With respect to get_time_step_limit() - there are a lot of assumptions here. What it does is calculates Vp (the speed of the p-wave) using Vp = ((l + 2_m)/r)_*0.5 where l and m are the lame parameters, and r is the density:

$$v_p= \sqrt{ \frac {K+\frac{4}{3}\mu} {\rho}}= \sqrt{ \frac{\lambda+2\mu}{\rho}}$$

See https://en.wikipedia.org/wiki/P-wave for more details.

Once you have Vp you use the Courant–Friedrichs–Lewy (CFL) condition to determine the maximum time step for a given grid spacing:

$$\Delta t \sum_{i=1}^n\frac{u_{x_i}}{\Delta x_i} \leq C_\max $$
and rearrange to get $\Delta t$.

However, this is a "necessary but not sufficient" condition for numerical stability. The additional constant in the equations I believe come from:
http://link.springer.com/chapter/10.1007%2F978-1-4020-8758-5_4
Need to double check.

So - writing a general function to calculate the time step is not as simple as what's currently in get_time_step_limit(). I think what we need instead is for the user to provide a callback function to calculate the time stepping.

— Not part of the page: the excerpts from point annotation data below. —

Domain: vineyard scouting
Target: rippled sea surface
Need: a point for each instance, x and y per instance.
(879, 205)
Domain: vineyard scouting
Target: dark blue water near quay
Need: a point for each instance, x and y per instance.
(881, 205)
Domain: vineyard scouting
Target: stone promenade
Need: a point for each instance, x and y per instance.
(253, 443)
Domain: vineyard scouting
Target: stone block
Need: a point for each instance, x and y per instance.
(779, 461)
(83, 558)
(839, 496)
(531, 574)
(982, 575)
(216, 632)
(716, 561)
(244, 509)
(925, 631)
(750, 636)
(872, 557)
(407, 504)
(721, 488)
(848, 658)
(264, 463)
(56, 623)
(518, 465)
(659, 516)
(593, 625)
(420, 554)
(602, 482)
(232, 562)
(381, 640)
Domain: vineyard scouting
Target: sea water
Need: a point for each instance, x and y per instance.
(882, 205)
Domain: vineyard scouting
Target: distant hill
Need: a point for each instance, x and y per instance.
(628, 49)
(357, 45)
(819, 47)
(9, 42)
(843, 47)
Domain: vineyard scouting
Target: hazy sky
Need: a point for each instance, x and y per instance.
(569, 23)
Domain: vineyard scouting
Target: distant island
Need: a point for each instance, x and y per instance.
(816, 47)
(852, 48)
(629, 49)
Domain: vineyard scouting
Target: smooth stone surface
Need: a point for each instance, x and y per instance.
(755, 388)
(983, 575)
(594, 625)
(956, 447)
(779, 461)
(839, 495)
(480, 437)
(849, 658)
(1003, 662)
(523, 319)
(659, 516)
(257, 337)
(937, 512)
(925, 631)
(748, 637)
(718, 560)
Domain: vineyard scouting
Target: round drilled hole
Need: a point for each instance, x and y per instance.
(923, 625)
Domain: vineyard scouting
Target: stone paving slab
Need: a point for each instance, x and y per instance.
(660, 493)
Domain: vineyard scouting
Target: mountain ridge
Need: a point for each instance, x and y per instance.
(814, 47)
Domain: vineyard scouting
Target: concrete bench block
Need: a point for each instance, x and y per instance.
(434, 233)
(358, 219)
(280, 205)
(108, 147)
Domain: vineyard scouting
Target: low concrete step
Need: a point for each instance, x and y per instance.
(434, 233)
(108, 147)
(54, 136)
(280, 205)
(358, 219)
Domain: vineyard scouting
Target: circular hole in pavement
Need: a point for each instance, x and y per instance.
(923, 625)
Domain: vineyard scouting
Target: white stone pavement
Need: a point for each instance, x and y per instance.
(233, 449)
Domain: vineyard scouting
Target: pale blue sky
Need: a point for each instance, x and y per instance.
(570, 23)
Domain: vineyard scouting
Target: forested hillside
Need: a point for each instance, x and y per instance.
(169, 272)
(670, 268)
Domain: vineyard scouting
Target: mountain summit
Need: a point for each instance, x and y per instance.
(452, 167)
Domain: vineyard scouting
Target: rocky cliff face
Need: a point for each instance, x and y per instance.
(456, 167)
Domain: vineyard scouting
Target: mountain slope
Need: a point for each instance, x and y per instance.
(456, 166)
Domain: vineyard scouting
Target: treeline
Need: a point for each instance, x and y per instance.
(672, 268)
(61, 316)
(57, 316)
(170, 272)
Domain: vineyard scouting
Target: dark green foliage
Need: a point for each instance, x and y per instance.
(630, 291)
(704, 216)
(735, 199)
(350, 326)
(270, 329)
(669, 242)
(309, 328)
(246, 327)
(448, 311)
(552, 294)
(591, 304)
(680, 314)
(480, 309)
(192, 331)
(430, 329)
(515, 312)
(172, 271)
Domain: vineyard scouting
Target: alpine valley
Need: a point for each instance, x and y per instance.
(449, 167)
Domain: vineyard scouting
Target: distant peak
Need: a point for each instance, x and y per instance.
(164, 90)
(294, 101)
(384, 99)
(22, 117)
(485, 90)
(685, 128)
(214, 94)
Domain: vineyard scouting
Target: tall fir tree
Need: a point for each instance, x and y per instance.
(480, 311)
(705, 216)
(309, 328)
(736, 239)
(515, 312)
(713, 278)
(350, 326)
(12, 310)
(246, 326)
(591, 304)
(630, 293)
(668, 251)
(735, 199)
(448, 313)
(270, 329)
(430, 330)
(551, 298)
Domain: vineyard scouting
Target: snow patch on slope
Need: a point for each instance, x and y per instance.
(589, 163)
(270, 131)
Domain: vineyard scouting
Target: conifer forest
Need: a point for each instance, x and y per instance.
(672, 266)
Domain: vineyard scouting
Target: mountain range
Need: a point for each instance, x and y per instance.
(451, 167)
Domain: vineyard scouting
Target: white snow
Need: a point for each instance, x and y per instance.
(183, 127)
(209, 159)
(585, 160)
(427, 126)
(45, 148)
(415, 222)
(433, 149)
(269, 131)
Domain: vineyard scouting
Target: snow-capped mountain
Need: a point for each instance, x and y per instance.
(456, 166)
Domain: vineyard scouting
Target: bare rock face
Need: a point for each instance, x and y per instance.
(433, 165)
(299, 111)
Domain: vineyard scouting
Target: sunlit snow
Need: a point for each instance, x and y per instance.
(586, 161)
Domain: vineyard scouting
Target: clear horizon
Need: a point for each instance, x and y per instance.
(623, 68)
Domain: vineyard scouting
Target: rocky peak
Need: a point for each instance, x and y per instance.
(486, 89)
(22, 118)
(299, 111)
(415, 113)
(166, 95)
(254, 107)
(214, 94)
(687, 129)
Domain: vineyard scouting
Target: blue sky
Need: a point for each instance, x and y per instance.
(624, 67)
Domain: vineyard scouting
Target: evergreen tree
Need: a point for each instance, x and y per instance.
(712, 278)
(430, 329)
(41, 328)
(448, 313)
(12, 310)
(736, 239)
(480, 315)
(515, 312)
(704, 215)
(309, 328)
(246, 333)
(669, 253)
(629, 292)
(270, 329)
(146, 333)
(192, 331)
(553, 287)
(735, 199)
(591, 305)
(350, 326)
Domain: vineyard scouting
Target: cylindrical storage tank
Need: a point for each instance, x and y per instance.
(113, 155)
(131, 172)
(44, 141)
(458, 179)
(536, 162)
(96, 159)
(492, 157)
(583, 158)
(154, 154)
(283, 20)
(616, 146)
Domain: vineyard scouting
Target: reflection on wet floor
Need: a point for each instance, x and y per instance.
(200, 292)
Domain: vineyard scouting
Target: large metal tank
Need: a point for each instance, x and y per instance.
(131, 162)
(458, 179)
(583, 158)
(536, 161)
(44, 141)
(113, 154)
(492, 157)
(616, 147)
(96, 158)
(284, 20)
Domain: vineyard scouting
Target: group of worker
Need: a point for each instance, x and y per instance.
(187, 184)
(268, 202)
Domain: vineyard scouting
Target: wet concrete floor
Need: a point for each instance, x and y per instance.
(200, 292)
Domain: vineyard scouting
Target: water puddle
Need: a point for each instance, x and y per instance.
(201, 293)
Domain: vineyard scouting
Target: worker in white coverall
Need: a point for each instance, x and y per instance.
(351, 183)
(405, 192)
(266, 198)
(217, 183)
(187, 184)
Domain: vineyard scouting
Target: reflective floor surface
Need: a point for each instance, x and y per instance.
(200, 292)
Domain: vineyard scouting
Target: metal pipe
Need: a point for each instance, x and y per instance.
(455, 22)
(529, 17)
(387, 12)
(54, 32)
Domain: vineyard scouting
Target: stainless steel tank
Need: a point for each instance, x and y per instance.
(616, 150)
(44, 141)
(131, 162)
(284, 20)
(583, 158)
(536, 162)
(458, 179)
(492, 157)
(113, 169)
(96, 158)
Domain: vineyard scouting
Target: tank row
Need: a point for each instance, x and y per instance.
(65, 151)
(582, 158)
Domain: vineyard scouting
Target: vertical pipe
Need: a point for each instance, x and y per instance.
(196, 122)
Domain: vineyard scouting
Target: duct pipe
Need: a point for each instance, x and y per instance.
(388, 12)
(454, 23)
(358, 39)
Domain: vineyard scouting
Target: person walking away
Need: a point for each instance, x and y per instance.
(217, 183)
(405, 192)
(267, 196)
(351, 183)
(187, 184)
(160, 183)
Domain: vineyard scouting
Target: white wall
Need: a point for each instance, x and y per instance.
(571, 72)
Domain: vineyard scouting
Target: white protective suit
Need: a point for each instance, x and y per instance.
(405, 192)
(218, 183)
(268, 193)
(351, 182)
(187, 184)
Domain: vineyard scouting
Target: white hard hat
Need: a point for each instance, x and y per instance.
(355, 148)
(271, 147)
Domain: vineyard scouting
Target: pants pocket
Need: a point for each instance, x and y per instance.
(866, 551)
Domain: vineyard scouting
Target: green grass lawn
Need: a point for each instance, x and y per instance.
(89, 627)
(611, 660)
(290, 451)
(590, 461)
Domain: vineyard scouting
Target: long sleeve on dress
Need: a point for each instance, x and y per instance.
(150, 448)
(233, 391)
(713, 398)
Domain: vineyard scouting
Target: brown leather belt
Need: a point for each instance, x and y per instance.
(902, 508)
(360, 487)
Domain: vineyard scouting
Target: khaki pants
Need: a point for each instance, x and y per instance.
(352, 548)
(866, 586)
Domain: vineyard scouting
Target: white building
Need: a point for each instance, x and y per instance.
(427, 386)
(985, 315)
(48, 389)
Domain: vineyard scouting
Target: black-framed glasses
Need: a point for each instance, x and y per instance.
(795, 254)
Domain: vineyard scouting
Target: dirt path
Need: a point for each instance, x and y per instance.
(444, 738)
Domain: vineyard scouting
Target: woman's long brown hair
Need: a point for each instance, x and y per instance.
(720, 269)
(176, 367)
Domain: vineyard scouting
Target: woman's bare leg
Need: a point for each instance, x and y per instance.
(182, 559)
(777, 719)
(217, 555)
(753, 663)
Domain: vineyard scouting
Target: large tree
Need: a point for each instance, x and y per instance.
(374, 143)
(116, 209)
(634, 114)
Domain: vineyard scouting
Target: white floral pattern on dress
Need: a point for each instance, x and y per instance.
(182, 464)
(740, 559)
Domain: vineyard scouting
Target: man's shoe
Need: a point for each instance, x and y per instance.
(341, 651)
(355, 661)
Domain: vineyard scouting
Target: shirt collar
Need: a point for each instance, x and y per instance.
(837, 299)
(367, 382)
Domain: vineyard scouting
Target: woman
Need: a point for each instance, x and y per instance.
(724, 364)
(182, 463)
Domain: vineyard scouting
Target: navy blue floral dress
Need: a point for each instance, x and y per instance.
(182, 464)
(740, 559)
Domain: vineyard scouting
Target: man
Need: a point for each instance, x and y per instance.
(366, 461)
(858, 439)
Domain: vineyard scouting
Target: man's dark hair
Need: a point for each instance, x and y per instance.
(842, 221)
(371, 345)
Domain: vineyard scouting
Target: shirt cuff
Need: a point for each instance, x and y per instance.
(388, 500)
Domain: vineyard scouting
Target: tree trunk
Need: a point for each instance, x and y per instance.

Ok, I think the timestepping callback function is an issue in it's own right and should not stop us from landing the current branch. @navjotk, do we have enough to replicate the original pochoir implementation and can we compute an error for the generated solution? If so you should go ahead and create a pull request.

We could probably calculate the CFL bound internally as well as provide the option for callbacks to calculate more constrained bounds. Now that I understand this, calculating the CFL bound for the simple wave equation is quite straightforward since we are accepting the c from the equation as a scalar parameter.
@mlange05: We are able to replicate the pochoir implementation, except for the differences I mentioned previously.
The remaining concerns as of now:

  1. Error calculation: We haven't implemented this yet. I will start on this now. Any pointers would be appreciated.
  2. We are taking the wave speed (c from the DE) as a direct parameter input in the form of a scalar. This might need to be adapted to provide the velocity in the form of axial components as I see a lot of implementations doing it that way.
  3. Velocity boundary condition: The implementations I have seen accept the velocity boundary condition as V(x,y,z), a function in the spatial coordinates. Our current implementation can only accept the velocity boundary condition as a constant scalar.